Town Democrats are still seeking a candidate in the First Ward.
In 2019, Democrat Joan Royle — a resident of Sun Harbor and executive director of the Westcott Community Center — lost to Paro, who drew 1,099 votes to surpass Royle’s 977.
In the Second Ward where longtime Democratic Councilor Jim Magnarelli is retiring, his party has designated social worker Leesa Paul to run for his seat. Republicans have also designated a young, aspiring politician, Matt Cushing, an outside sales representative at Henderson Products, Inc. and a former volunteer at the Minoa Fire Department.
The Second Ward includes neighborhoods such as Chestnut Hill, Sunflower Drive, Oot Meadows and the Jewell Manor tract off Buckley Road.
In the Third Ward — which covers the Mattydale area — Councilor Daniel Ciciarelli seeks re-election to a second term. The son of former Third Ward Councilor Jerry Ciciarelli, Daniel Ciciarelli works for Syracuse University as a student account representative in the bursar office.
For the Democrats, Tina Fitzgerald will oppose Ciciarelli for a second time. A widow who works as a trainer at CNY Disability Services and serves on the CENTRO Board of Directors, Fitzgerald lost to Ciciarelli by a vote of 856 to 545 in 2019.
Another rematch is shaping up in the Fourth Ward in Lyncourt, as incumbent Republican Councilor David Carnie, an associate broker at Pyramid Brokerage Co., may again face Democratic challenger Denise Androvette, who is considering another run against Carnie.
Androvette has actually run for the Fourth Ward seat twice before. In 2019, she lost to then-incumbent Michael Del Vecchio by a vote of 784 to 654. After Del Vecchio died Feb. 3, 2020, a special election was conducted that fall to fill his empty seat. That time, Carnie beat Androvette — a pre-kindergarten special education teacher and union activist — by a vote of 1,845 votes to 1,818 votes, according to the Onondaga County Board of Elections.
Two more significant races affect Salina this year.
Current Town Supervisor Colleen Gunnip won the GOP designation to run for the 4th District County Legislature seat being vacated by retiring Republican Judy Tassone. Democrat Stephon Williams, a coding analyst for Molina Healthcare, is running as well.
With Gunnip taking aim at the county legislature, current First Ward Councilor Nick Paro, who works as an analyst for the Onondaga County Legislature, will run for supervisor as a Republican. Democrats have designated Kathy Zabinski for the supervisor’s position.
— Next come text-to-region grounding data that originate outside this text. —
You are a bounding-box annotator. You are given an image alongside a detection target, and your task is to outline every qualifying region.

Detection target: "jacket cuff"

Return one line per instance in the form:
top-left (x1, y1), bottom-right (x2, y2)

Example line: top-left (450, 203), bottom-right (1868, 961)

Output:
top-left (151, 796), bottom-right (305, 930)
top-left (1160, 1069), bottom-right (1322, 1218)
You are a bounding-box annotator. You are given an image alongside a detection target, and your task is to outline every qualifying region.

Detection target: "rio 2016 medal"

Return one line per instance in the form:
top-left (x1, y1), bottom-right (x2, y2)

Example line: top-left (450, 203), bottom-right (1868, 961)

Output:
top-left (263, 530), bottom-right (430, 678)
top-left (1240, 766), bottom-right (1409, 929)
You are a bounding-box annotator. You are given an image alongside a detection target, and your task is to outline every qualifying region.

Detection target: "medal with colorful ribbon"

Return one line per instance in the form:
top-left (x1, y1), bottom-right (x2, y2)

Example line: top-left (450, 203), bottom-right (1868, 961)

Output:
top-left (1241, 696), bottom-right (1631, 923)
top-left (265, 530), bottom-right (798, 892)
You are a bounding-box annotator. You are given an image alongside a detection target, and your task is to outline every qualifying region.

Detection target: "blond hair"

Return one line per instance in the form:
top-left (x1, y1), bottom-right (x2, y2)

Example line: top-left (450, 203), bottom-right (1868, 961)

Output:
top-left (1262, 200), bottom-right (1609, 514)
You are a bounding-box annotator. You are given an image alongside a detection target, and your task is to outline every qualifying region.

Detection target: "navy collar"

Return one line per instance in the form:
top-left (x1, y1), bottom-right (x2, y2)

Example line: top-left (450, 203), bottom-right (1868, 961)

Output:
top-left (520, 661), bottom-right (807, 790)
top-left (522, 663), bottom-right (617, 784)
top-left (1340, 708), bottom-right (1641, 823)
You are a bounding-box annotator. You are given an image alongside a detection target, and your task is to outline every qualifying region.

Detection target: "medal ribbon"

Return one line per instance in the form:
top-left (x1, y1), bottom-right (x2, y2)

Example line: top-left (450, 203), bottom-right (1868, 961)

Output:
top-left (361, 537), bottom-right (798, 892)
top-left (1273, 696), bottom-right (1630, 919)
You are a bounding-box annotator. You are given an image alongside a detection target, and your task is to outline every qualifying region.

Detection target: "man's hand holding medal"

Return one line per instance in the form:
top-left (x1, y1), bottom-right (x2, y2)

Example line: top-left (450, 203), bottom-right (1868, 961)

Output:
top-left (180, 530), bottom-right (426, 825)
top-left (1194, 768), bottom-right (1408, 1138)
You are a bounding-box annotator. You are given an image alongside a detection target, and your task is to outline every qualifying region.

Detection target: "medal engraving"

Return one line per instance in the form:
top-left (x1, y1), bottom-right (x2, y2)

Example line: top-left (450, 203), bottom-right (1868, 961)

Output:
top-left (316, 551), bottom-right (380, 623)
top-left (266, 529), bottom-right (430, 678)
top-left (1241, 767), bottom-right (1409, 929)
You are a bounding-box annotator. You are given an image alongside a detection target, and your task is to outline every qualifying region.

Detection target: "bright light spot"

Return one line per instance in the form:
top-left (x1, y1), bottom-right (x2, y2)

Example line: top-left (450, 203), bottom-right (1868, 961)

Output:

Zabinski is a retired sergeant of corrections and former president of Civil Service Employees Association Local 834. She challenged Tassone in the race for 4th District county legislator in 2019 but lost the election.
All four major political parties — Conservative and Working Families as well as Democrat and Republican — officially nominate by petition in Salina, and that process runs March 2-25.